If you’ve ever said, “I don’t even recognize myself since becoming a mom,” you’re not alone.
The experience of losing yourself in motherhood isn’t just emotional. It’s biological, neurological, and existential. And while it may feel deeply unsettling, this transition is also a gateway to meaningful transformation.
What It Really Means to “Lose Yourself” in Motherhood
I recently had the opportunity to contribute to a powerful article in Scary Mommy titled "Have We Forgotten Who We Were Before Kids?" exploring the identity crisis many moms face postpartum. In the piece, I shared:
"The feeling of 'losing yourself' after having a baby is not only real, it's expected. What we often label as 'losing yourself' is a profound psychological and biological transition. After birth, hormone levels like estrogen and progesterone drop dramatically, while stress hormones remain high, and oxytocin — the bonding/cuddling hormone — surges. You're not just tired or overwhelmed; your entire system is being rewired to care for a new life."

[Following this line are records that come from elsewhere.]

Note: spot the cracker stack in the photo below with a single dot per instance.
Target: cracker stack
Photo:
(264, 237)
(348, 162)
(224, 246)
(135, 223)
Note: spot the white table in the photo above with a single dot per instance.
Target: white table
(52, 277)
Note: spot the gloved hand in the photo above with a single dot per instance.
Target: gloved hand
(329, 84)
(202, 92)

How Motherhood Rewires the Brain: The Neuroscience Behind the Shift
The postpartum period isn’t just exhausting — it’s transformational. During pregnancy and after birth, your body undergoes a cascade of hormonal changes:
Estrogen and progesterone plummet rapidly after delivery.

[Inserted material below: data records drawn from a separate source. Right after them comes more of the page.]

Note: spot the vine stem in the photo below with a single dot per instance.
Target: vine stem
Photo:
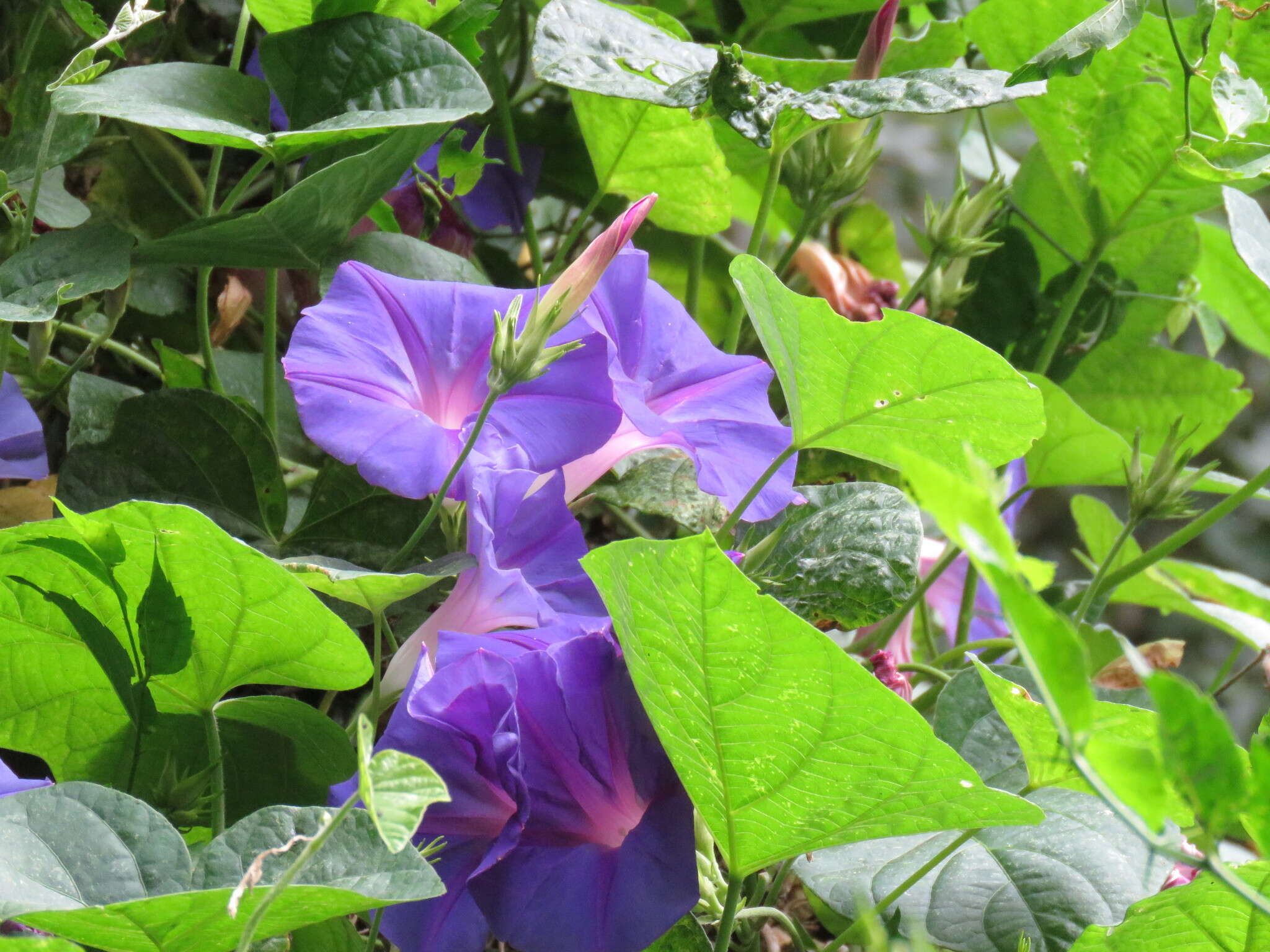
(203, 283)
(1179, 539)
(1082, 610)
(853, 931)
(729, 913)
(1067, 310)
(732, 337)
(298, 867)
(440, 498)
(218, 757)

Cortisol, your primary stress hormone, remains elevated.
Oxytocin, known as the “bonding hormone,” surges to help you attune to your baby’s needs.

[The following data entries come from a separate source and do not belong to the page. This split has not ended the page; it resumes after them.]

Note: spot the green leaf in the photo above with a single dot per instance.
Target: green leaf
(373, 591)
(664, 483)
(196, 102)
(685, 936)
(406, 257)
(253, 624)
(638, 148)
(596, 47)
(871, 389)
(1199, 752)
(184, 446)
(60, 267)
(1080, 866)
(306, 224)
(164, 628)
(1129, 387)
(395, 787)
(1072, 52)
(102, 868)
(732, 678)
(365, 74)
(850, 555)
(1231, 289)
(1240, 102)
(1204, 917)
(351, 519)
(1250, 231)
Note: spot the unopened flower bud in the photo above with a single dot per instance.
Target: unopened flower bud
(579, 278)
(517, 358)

But the changes go beyond hormones. Recent neuroscience research has shown that:
🧠 MRI scans reveal structural changes to the maternal brain (especially in regions tied to empathy, social cognition, and emotional regulation).
🧠 Grey matter shrinks in certain areas, not because you’re “losing brain cells,” but because your brain is becoming more efficient and baby-focused.
🧠 Emotional centers of the brain become heightened, making you more sensitive to your environment. And, unfortunately, also more prone to feeling anxious and preoccupied.
Matrescence: The Missing Framework for Understanding This Transformation
And yet, it’s not just biology. The identity crisis many women experience after having a baby is also existential.
"The roles, routines, and sense of self that once anchored you may no longer fit. It's not simply hormonal; it's existential. You're in a space between who you were and who you're becoming. And while that can feel disorienting, motherhood also cracks you open in a way that lends itself to deep and meaningful transformation."
This transition has a name: matrescence, which is the process of becoming a mother. Like adolescence, it’s a time of rapid, disorienting change that touches every part of you (body, brain, soul, identity, and relationships).
Rebuilding Your Sense of Self After Baby
Here’s the reframe I want every mom to hear:
You didn’t just lose yourself. You are in the process of transformation, of becoming.
You’re not broken for missing the person you used to be. You’re grieving. You’re rebuilding. You’re navigating a new version of you. One who deserves just as much care, attention, and compassion as the child you’re raising.
And that’s exactly what therapy can support.
You’re Not Alone: How Therapy Can Help You Navigate Postpartum Identity Shifts
If you’re feeling lost in the swirl of early motherhood — whether you’re newly postpartum or months (even years) in — know this: the feeling is common, but it doesn’t have to be your forever.
At Manhattan Modern Therapy, I work with moms navigating the identity shifts of matrescence, postpartum anxiety and depression, birth trauma, and more. Together, we make space for the you who’s emerging, not just the one who’s overwhelmed.
✨ Motherhood cracks you open — and that opening can be the start of something deeply powerful.